PubMed Harvester retrieves data from PubMed using web services, translates it into meaningful RDF which is then transferred into the VIVO model.
The Process
Extracting
In order to accomplish this part of the process, one will need to decide what data is to be extracted from PubMed.
The PubMed site (http://www.ncbi.nlm.nih.gov/pubmed) is very useful for making such decision and for constructing the search text for Harvester.
Example:
1. Go to http://www.ncbi.nlm.nih.gov/pubmed
2. Click on the "Advanced search" link
3. Search for publications that are linked to University of Florida and were published on June 01, 2011.
- Under the "Search Builder", select "Affiliation" and enter "University of Florida" into the text box. Then click on the "Add to Search Box" button.
- Select "Completion Date", and enter "2011/06/01" into both text boxes, meaning from 2011/06/01 to 2011/06/01. Then click on the "Add to Search Box" button.
- Copy the text from the "Search Box" and paste to a text editor for later use for Harvester.

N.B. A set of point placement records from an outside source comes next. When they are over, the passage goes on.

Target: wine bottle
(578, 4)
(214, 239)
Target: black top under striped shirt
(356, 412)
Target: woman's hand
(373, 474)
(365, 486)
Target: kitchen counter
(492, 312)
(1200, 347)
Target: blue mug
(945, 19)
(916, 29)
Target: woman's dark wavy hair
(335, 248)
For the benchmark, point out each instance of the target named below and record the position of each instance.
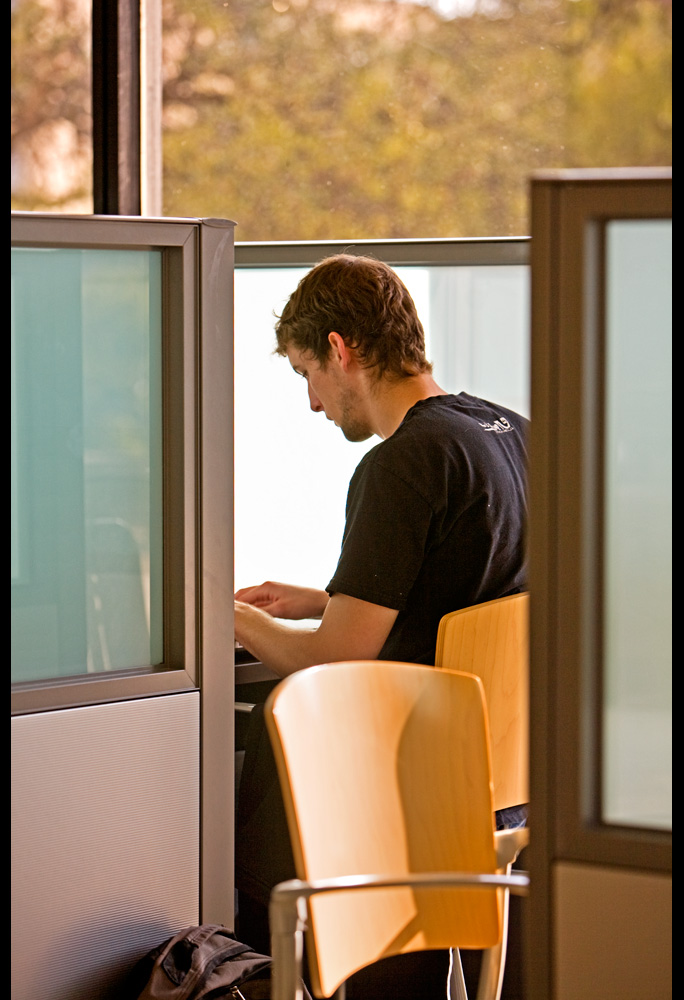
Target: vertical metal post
(116, 107)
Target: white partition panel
(105, 842)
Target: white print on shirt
(500, 426)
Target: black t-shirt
(436, 518)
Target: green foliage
(352, 119)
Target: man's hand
(285, 600)
(350, 630)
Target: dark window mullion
(116, 107)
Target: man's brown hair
(364, 301)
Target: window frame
(570, 210)
(197, 293)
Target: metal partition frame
(197, 365)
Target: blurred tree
(51, 124)
(353, 119)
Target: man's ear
(340, 351)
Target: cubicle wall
(122, 638)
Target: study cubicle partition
(121, 610)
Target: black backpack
(205, 962)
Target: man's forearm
(350, 630)
(280, 647)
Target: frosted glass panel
(86, 461)
(637, 708)
(292, 466)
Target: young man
(435, 513)
(435, 521)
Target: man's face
(333, 392)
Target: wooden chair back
(385, 768)
(491, 640)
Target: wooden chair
(492, 641)
(385, 774)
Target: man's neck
(391, 399)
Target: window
(292, 468)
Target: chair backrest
(385, 769)
(492, 641)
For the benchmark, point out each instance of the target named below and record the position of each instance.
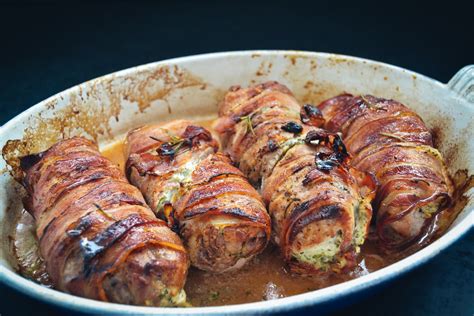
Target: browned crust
(392, 142)
(205, 187)
(90, 220)
(303, 170)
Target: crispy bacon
(98, 237)
(319, 205)
(219, 215)
(392, 142)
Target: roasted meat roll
(319, 205)
(392, 142)
(201, 195)
(96, 234)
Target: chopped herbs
(292, 127)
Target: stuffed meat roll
(319, 205)
(201, 195)
(96, 234)
(392, 142)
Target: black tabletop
(49, 46)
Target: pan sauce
(264, 278)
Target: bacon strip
(319, 205)
(218, 214)
(392, 142)
(98, 237)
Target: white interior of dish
(191, 88)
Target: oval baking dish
(106, 108)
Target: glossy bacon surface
(319, 205)
(97, 236)
(392, 142)
(219, 215)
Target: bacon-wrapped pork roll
(320, 207)
(218, 214)
(392, 142)
(97, 236)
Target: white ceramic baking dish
(190, 87)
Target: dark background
(49, 46)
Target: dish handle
(463, 83)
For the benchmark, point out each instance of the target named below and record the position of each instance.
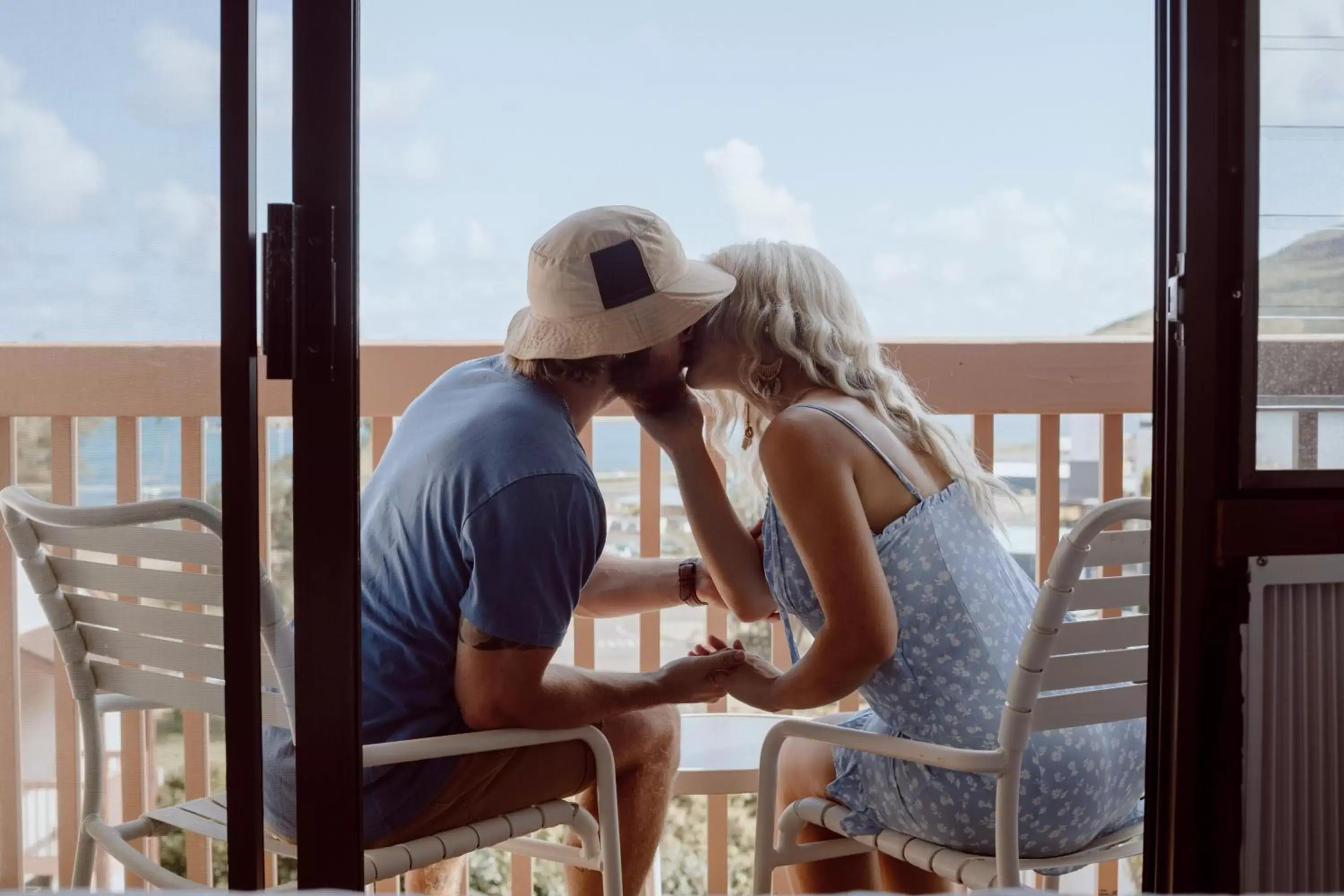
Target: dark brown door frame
(1195, 734)
(238, 448)
(326, 404)
(1209, 517)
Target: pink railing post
(64, 460)
(195, 726)
(136, 727)
(1047, 492)
(11, 774)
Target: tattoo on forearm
(478, 640)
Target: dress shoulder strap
(873, 445)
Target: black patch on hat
(621, 276)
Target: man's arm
(627, 586)
(507, 684)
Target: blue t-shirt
(484, 505)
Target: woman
(878, 535)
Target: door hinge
(279, 284)
(1176, 292)
(297, 252)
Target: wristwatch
(686, 577)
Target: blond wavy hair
(791, 302)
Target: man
(482, 536)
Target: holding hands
(753, 681)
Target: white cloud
(394, 97)
(1034, 233)
(183, 85)
(109, 285)
(896, 267)
(422, 244)
(764, 210)
(421, 160)
(185, 73)
(182, 226)
(49, 177)
(479, 242)
(1300, 86)
(275, 72)
(1135, 195)
(1010, 264)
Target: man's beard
(635, 379)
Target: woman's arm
(728, 548)
(815, 492)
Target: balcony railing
(127, 382)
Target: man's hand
(753, 683)
(699, 679)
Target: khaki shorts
(492, 784)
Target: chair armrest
(120, 703)
(420, 749)
(986, 762)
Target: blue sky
(975, 168)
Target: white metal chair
(150, 655)
(1105, 653)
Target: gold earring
(768, 378)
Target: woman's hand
(674, 418)
(753, 683)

(University of Florida[Affiliation]) AND "2011/06/01"[Completion Date] : "2011/06/01"[Completion Date]
- Click on the "Search" button.
- One should see results displayed on the PubMed site.
4. In this example, the above search text was used for Harvester. Hence, the default "termSearch" in the file /config/tasks/ufl.pubmedfetch.xml was replaced.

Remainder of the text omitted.